Former deans Bernard Riedel and John McNeill will join current Dean Frank Abbott in presenting the certificates of merit. The certificates honour members of the community who have contributed to the faculty since its founding.

Honorary degrees will be conferred by Chancellor Sauder to members of the pharmacy profession who qualified to practise in B.C. prior to the faculty's establishment.


Promise in the Land: Sustaining Our Agriculture, a video produced by the Faculty of Agricultural Sciences and UBC Access Guided Independent Study, has garnered two national awards for its excellence in raising awareness and understanding about issues concerning sustainable agriculture.

The project received two Program of Excellence Awards, one each from The Canadian Association of University Continuing Education and the Association for Media and Technology in Canada.

Themes explored in the one-hour video include urban pressures, free trade, wildlife conflicts, competition for scarce natural resources and ecologically sound practices.

More than 750 copies of the video, adapted into three, 20-minute segments, and supporting materials, including a teacher handbook, have been distributed to learning resource centres and teachers throughout the province to be used as a module for integration in Grade 11 social studies and Grade 12 geography curricula.

Additional funding for the project was provided by the Canada-British Columbia Green Plan for Agriculture, VanCity Savings Credit Union and UBC Telecentre.

Repeat broadcasts of the one-hour tape are scheduled to appear on the Knowledge Network over the next two years, with an estimated audience of 100,000 British Columbians.


A total of 817 calls were handled by the British Columbia Seniors Medication Information Line (BC SMILE) in its first year of operation.

Elaine Kam, SMILE coordinator, said pharmacists monitoring the line dealt with roughly 1,400 enquiries relating to prescription drugs, adverse drug reactions and various drug interactions.
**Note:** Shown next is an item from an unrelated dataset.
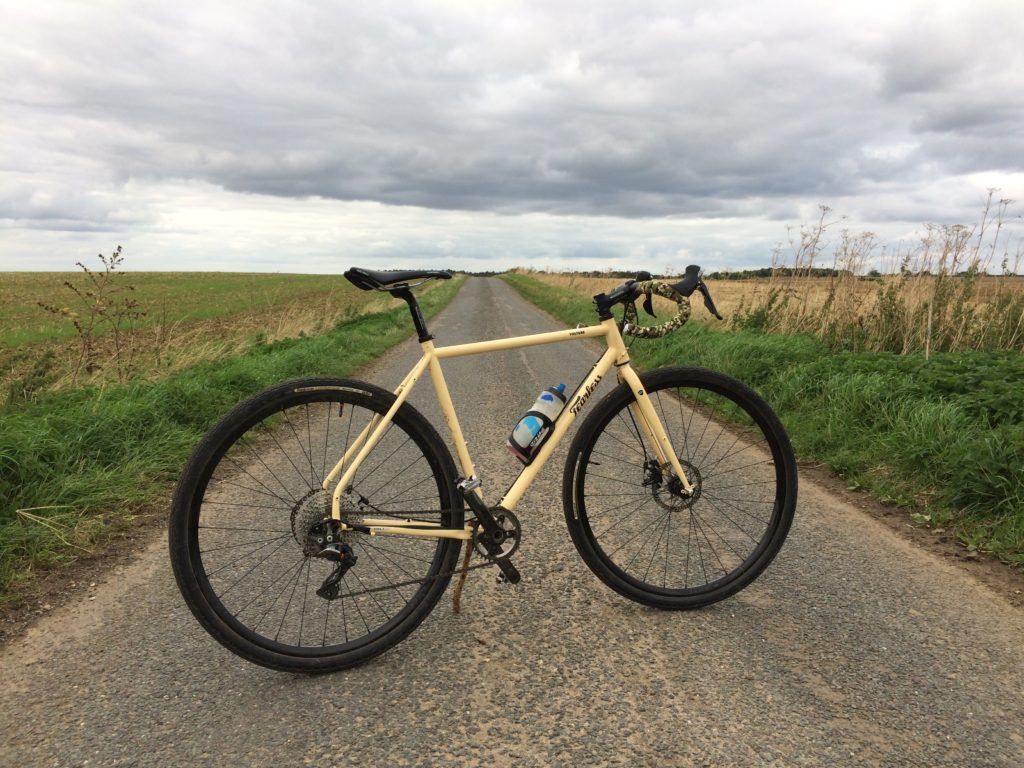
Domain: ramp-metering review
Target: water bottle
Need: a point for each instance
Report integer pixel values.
(536, 426)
Housed in UBC's Faculty of Pharmaceutical Sciences, the free telephone hotline was established in April 1995 to assist seniors, their families and care-givers with information about medication.

The initiative is a joint effort of the university, Ministry of Health, the B.C. Drug and Poison Information Centre, the pharmaceutical industry and the Science Council of B.C.

Kam said over the next year SMILE pharmacists will start providing medication-related workshops to seniors' groups. Plans are also underway to have drug information incorporated into the curriculum of health care disciplines such as medicine, nursing and rehabilitation sciences.